The residential development will feature 826 new homes (628 for sale, 198 for mid-market rent), as well as retail units and a commercial development over the next decade to complete the regeneration of Sighthill.
The new mid-market rent homes will be built by Glasgow Housing Association (GHA) and let and managed by GHA’s partners in Wheatley Group, Lowther Homes, with the private homes, retail unit and commercial development being delivered through a development agreement between Keepmoat Homes and Glasgow City Council.
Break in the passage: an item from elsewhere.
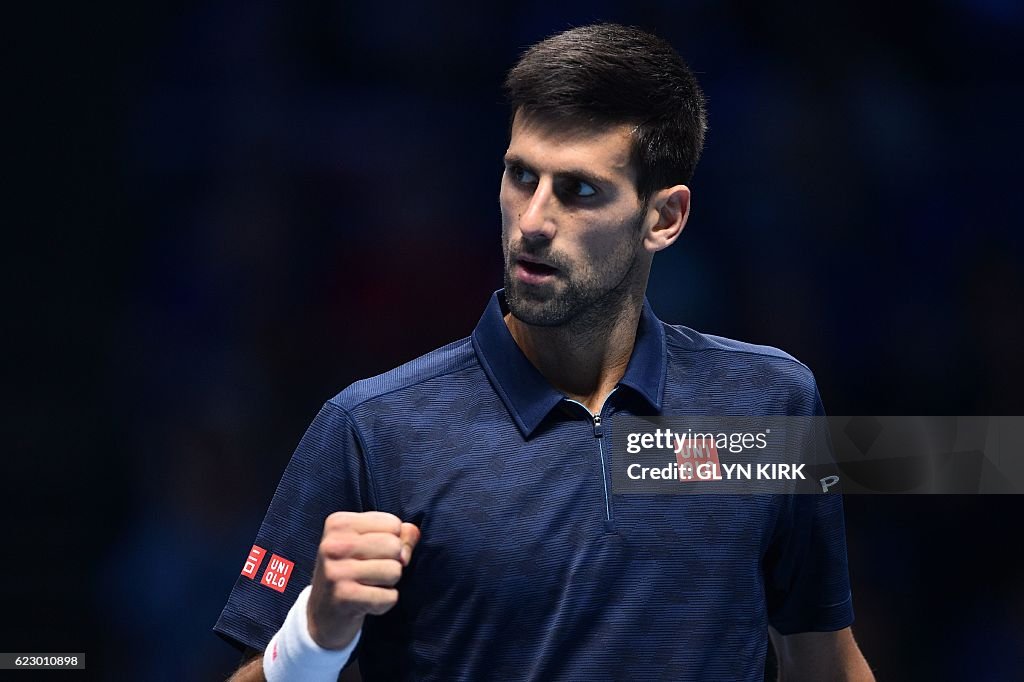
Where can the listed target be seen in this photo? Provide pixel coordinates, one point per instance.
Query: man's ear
(671, 208)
When complete, the regeneration of Sighthill, the biggest such project in the UK outside of London, will deliver almost 1000 (141 new GHA homes are already built and occupied) new high-quality homes for sale and rent; a new community school campus; a new footbridge across the M8, creating a ‘street in the sky’ to connect Sighthill to the neighbouring city centre; a new road bridge across the railway to link Sighthill and Port Dundas; as well as improved parkland throughout the entire area, active travel routes to and from the city centre, allotments and public spaces.
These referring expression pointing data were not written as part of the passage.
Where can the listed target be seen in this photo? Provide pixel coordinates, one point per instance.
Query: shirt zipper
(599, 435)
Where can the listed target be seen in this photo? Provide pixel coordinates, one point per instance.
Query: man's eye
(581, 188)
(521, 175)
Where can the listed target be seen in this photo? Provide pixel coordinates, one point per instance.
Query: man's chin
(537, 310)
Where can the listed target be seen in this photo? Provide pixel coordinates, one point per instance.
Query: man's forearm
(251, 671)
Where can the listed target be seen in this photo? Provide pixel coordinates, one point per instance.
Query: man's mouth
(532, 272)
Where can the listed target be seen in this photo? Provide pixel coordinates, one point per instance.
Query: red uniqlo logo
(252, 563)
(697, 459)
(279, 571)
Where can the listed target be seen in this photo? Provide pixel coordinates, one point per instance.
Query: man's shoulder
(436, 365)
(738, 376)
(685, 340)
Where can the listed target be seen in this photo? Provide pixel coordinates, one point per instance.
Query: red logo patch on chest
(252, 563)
Keepmoat Homes became the preferred developer after a competitive dialogue process, with two excellent final bids submitted in August before the final decision in late September.
Councillor Kenny McLean, city convener for neighbourhoods, housing and public realm, said: “This is a historic day for Sighthill and Glasgow. The appointment of Keepmoat Homes as our preferred developer to deliver new homes, shops and a commercial development in Sighthill marks the next step for the regeneration of Sighthill. This area, immediately to the north of the city centre, has fantastic potential, and I am sure it will become an example of regeneration to follow in the years to come. I would like to thank all those organisations involved in the process, and I am delighted with the quality of the proposals put in front of us. This quality gives me great confidence in the future success of this project.”
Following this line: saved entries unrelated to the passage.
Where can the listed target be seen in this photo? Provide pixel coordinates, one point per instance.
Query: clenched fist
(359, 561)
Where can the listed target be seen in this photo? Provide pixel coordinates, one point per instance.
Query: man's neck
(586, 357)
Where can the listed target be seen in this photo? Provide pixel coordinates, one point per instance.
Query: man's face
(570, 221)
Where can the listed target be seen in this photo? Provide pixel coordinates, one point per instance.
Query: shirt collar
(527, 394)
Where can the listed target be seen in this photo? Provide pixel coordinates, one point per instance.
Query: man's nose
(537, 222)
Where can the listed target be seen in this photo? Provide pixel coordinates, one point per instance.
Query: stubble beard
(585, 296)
Tom Barclay, Wheatley Group director of property and development, said: “The new mid-market development helps us increase the supply of much-needed affordable homes in the city and will be a key part in the transformation of the area. It’s an exciting time for Sighthill and we’ll be working closely with the local community and our partners at the city council and the Scottish Government as the plans progress.”
Sighthill and Glasgow will also gain from this regeneration project through a community benefits programme from Keepmoat Homes that will deliver 62 new jobs through modern apprenticeships, graduates and new entrants; 45 new jobs on the construction project; support for 46 existing apprenticeships; and 82 work placements.
This community benefits programme will also involve education and training support; a commitment to a minimum value in sub-contracts to SMEs and social enterprises; events to support the supply chain; the support of 10 disadvantaged groups over a seven-year period; and a commitment to spending at least £20,000 on local engagement through community initiatives, digital inclusion and a local development trust.
Other key dates to note regarding key elements of the project include the imminent completion of remediation work; the delivery of infrastructure works - including new utilities, public realm and the public park - by late 2019; the building of a new community campus school by October 2019; the construction of a new road bridge across the Glasgow-Edinburgh railway line, to be complete by late 2018; and the delivery of the M8 pedestrian bridge by late 2019.
The regeneration of Sighthill is being delivered by Transforming Communities: Glasgow, a partnership between Glasgow City Council, Glasgow Housing Association and the Scottish Government, with additional funding from the Glasgow City Region City Deal.